Erano in Italia ma risultavano espulsi, in manette due latitanti

Gli agenti della Polizia di Frontiera hanno fermato due cittadini di origine albanese condannati dai tribunali di Milano e Asti per i reati di favoreggiamento della prostituzione, immigrazione illegale, reati contro il patrimonio e contro la pubblica amministrazione

Condannati ed espulsi con accompagnamento coattivo alla frontiera, erano successivamente rientrati nonostante il divieto. Due cittadini di origine albanese sono stati arrestati ieri mattina a Basovizza durante un normale controllo di retrovalico da parte degli agenti della Polizia di Frontiera.
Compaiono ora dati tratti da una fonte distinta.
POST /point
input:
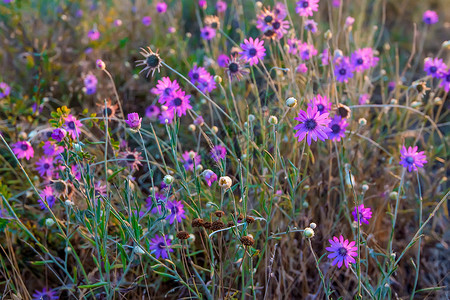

I due quarantenni erano stati condannati ad uscire dall'Italia successivamente alla sostituzione della pena con l'espulsione giudiziaria. 

I fatti

L.N. e G.M. (queste le iniziali dei due cittadini fermati) erano stati condannati rispettivamente a un anno, sei mesi e 12 giorni e un anno, cinque mesi e 17 giorni per i reati di favoreggiamento della prostituzione e dell'immigrazione illegale e delitti contro il patrimonio, la persona e la pubblica amministrazione. I divieti di reingresso in territorio italiano risalgono rispettivamente al 2013 e al 2016. Entrambi erano stati condannati in via definitiva. Nel primo caso era stato il Tribunale di Milano ad emettere la sentenza mentre nel secondo era stato il Tribunale di Asti. 

Sono stati arrestati mentre stavano per lasciare l'Italia a bordo di un pullman. Al momento sono rinchiusi nel carcere di via Coroneo a Trieste.